So why are these issues proving so thorny? In our case, almost all of our campaigns revolve around a fairly fundamental change in the way a fairly large industry does its business. As an illustration: the top 20 biggest companies by revenue feature 12 oil or car companies. And that’s just oil and cars; we also deal with the aviation-industrial complex, the shipping business, biofuels, etc. Even the tyre industry, the object of one of our campaigns, is huge with €30 billion of annual revenue in Europe alone. And none of these industries really want change. Of course, we work with the most progressive companies within each of the sectors and those that stand to gain from greener transport such as suppliers of clean tech.
But almost invariably, the naysayers are bigger and in the majority. I have often asked myself why, and many of the answers have been given already in political economy textbooks. Costs are often concentrated on a single (typically vested) industry that will scream blue murder, whereas benefits are too dispersed throughout society to make anyone incredibly excited – except of course some green NGOs and their supporters. Vested interests – those that typically suffer from change – have had the time and money to build their political representation; emerging interests – those that typically benefit from change – have had neither. CEOs of companies are more interested in quarterly profits – which green rules can harm – than in long-term survival prospects and societal licences to operate, which green rules can help.

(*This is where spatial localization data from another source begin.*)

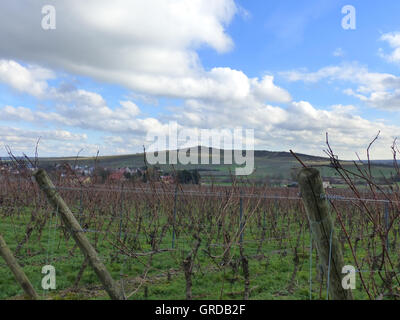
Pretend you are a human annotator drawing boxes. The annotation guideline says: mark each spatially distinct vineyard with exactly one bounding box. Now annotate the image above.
[1,158,400,301]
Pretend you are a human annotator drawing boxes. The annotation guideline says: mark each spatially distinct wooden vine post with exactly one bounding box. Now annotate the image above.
[34,169,125,300]
[298,168,353,300]
[0,234,39,300]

I am also personally convinced that more emotional issues are at stake; in the end the CEOs of these big companies want to build their business the way they want it, and green rules are one of these annoying obstacles that can make this more difficult.
The bad news is that all of this is not getting better. Corporations keep getting bigger and more globalised, and politics fails to keep pace. Europe’s politics gets weaker and retreats behind national borders, while business lobbies in Brussels get stronger. The failure to do anything meaningful about the environmental impact of aviation is a dramatic example of the consequences of an almost complete lack of international governance. And sometimes governments actively contribute to their own demise: at the time of writing, EU and US trade negotiators are talking in Brussels about ways to enable international corporations to sue US and European governments not just through regular courts, but also in special secret trade arbitration panels. This piece is too short to go into this so-called ‘investor-state dispute settlement’, or ISDS, but google it and be amazed at what’s going on.
The good news is that we are not the only ones to understand that our presence may be smaller, yet no less meaningful than these interests. We can often punch above our weight and manage to contribute to meaningful change, be it new CO2 standards for cars or better ship fuels, tyres, lorries or biofuels.
And while doing so, we keep on annoying some vested interests, delighting many emerging ones, and make Europe and sometimes even the world a better place. There are surely worse ways to spend your working time and earn your salary.
To sum up: our impact leaves a lot to be desired, but per head, or per euro of revenue if you like, we are doing quite nicely indeed. And one day all those cars will be gone for sure.